Der Verkehr in Kolkata kommt nur mühsam vorwärts. Wenn überhaupt. Kaum eine andere indische Stadt hat ein langsameres Tempo auf der Straße, selbst auf den Hauptstraßen plagen sich Fahrzeuge mit 18 Stundenkilometer durch die überfüllte Stadt. Im Berufsverkehr und bei einem der zahlreichen religiösen Feste stehen Reisende auch mal zwei Stunden ganz still. Deswegen hat der Polizeichef der Fünf-Millionen-Metropole eine harte Entscheidung getroffen. Doch statt die Zahl der Autos zu verringern, trifft es die Fahrräder.
„Jede andere Stadt auf der Welt baut die Infrastruktur für Fahrradfahrer aus, Kolkata ist wohl die einzige, die sie verringert“, empört sich Gautam Shroff, der in der Stadt mehrere Radgeschäfte unterhält. („Kolkata“ wird die Stadt in der lokalen Sprache Bengalisch genannt). Dabei sei ja wohl offensichtlich, dass Fahrräder nicht die Ursache der Staus seien – schließlich benötigen sie viel weniger Platz als Autos. „Und sie verbrennen kein Benzin, sind umweltfreundlich und die Leute treiben auch noch Sport!“
Doch Polizeichef Surajit Kar Purkayastha, der per Gesetz Anordnungen treffen darf, legte im Juni dennoch fest: Alle Fahrräder, Rikschas, Bäckereiräder, Handkarren und Gepäckwagen ohne Motorantrieb dürfen sich auf den 174 Hauptverkehrsadern der Stadt nicht mehr blicken lassen. „Es gibt nicht genügend Platz für alle“, verteidigt der oberste Verkehrspolizist, Dilip Kumar Adak, die Bestimmung. Außerdem hielten die muskelbetriebenen Gefährte den Verkehr auf.
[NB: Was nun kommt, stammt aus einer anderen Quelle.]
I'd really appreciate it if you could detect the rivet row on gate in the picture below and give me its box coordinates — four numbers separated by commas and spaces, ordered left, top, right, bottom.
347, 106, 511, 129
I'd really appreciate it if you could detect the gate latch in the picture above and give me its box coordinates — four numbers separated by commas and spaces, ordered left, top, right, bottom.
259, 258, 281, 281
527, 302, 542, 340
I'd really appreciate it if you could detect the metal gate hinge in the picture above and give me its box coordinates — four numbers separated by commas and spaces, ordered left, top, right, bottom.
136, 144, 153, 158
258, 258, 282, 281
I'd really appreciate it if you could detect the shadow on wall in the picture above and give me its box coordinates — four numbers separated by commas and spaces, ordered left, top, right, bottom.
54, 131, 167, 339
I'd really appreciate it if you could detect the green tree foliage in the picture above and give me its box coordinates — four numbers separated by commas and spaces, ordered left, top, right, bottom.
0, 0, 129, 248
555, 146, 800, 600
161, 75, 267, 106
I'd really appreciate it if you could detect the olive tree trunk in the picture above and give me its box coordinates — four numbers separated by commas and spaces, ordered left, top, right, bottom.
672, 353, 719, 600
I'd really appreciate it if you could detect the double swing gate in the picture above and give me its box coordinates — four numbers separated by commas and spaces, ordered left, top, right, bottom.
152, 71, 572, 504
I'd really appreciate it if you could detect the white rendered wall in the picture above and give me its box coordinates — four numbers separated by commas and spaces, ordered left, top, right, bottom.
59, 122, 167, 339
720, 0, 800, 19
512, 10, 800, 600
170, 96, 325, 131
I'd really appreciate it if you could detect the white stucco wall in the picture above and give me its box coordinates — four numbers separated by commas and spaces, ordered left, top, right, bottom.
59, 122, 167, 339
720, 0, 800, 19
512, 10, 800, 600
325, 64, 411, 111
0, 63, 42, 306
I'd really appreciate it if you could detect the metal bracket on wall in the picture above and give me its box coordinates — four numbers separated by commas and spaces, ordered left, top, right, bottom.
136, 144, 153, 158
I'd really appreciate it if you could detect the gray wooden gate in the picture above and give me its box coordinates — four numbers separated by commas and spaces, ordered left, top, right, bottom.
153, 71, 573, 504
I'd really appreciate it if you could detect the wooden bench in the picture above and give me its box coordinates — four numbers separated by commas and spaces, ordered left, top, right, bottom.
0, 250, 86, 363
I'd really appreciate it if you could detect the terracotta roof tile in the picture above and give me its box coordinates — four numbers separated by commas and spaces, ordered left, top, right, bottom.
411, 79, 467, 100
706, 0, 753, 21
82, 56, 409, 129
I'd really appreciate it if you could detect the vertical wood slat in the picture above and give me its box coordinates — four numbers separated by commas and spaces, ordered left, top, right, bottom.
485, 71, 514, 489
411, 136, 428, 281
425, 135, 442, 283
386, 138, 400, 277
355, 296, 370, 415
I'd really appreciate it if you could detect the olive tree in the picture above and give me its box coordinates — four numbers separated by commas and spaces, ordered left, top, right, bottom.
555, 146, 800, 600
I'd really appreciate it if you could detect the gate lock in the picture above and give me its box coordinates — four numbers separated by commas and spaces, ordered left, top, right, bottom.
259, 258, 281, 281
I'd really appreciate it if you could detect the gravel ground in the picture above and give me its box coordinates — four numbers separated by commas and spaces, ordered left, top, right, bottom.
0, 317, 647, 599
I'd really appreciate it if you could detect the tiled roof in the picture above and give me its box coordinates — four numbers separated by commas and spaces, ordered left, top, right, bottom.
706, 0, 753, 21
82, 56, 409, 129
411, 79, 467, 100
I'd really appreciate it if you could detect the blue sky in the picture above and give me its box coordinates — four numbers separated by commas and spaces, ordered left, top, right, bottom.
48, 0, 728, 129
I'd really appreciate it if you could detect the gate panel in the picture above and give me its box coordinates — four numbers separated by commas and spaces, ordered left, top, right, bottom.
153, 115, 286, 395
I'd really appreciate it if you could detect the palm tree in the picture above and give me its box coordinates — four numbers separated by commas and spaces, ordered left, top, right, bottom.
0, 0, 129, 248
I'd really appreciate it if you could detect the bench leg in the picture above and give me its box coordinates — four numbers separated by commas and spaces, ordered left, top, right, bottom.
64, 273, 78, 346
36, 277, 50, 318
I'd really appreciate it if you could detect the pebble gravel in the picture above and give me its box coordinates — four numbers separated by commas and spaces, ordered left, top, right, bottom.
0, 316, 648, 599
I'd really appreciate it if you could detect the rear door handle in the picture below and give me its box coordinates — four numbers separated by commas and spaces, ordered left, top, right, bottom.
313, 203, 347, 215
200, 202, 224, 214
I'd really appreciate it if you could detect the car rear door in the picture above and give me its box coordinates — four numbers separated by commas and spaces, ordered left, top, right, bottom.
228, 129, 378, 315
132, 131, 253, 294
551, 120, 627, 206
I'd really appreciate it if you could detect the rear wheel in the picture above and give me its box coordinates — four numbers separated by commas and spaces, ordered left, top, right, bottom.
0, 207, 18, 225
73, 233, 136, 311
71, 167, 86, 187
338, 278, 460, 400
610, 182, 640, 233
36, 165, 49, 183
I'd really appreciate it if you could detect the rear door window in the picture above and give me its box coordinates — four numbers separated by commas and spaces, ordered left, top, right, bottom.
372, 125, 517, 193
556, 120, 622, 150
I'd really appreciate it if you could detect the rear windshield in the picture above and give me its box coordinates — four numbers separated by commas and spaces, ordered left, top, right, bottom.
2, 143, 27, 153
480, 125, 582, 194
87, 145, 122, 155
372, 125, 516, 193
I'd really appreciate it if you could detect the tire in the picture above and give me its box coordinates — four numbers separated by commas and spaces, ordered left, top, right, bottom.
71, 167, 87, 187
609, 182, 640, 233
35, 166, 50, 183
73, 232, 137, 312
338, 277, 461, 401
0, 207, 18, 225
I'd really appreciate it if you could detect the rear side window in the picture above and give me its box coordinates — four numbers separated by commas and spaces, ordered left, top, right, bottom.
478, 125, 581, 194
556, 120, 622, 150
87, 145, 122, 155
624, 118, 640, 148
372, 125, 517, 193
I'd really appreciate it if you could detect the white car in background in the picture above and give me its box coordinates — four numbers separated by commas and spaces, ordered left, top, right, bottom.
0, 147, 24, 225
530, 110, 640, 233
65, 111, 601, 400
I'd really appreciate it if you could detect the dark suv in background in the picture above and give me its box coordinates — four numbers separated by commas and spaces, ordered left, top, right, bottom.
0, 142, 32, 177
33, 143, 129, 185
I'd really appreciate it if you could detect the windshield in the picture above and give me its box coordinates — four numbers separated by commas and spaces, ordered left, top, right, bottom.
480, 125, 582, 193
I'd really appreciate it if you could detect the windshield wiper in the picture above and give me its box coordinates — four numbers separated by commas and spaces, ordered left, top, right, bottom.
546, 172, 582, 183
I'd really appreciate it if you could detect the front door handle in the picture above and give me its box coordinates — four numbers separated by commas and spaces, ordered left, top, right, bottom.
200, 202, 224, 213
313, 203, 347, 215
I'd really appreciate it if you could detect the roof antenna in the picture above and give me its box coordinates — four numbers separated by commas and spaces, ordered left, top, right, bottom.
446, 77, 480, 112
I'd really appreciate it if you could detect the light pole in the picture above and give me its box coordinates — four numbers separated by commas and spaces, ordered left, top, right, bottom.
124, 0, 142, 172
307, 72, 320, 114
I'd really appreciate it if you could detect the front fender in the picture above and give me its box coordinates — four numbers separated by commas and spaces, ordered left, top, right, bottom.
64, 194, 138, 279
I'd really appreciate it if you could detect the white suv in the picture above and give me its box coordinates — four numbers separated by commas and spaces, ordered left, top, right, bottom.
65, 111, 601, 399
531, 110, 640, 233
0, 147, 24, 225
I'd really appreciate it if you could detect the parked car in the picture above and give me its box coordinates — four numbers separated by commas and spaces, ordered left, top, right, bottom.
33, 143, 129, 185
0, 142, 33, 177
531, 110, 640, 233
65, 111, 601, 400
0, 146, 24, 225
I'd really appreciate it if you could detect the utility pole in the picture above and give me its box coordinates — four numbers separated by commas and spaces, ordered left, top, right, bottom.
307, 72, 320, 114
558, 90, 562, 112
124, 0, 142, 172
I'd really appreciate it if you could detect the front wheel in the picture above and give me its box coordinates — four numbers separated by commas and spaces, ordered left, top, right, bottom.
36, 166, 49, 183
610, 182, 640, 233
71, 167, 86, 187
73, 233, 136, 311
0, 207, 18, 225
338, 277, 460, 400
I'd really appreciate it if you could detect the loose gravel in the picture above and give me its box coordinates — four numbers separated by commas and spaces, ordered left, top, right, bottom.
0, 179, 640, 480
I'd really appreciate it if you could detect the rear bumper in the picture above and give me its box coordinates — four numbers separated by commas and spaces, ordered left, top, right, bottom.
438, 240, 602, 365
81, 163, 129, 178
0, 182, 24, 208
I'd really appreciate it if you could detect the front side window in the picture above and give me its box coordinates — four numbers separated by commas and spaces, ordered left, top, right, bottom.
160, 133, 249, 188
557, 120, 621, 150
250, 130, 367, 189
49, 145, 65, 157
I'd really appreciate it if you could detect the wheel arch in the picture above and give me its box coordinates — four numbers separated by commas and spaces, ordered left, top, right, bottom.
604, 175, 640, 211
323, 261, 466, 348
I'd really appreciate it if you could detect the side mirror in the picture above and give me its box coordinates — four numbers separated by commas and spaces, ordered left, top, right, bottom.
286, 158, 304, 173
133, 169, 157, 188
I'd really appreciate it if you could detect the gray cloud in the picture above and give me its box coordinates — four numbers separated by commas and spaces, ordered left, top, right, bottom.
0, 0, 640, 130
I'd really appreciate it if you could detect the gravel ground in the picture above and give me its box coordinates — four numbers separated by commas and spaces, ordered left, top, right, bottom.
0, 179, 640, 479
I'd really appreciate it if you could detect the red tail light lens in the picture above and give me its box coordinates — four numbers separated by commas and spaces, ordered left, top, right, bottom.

Trotz des Verbots pedalieren weiterhin unzählige Menschen durch die oft engen Straßen, von denen viele noch aus dem 18. Jahrhundert stammen. Sie balancieren Milchkannen oder Stoffballen, fahren Zeitungen aus, transportieren Kunden von A nach B oder radeln zur Arbeit, weil ihnen Bus oder die Metro zu teuer ist. „Diese Menschen haben gar keine andere Wahl, für sie ist der unmotorisierte Transport unverzichtbar“, meint Ekta Kothari von der Bürgerrechtsbewegung Cycle Satyagraha, der Name wurde von dem friedlichen zivilen Ungehorsam von Mahatma Gandhi geborgt.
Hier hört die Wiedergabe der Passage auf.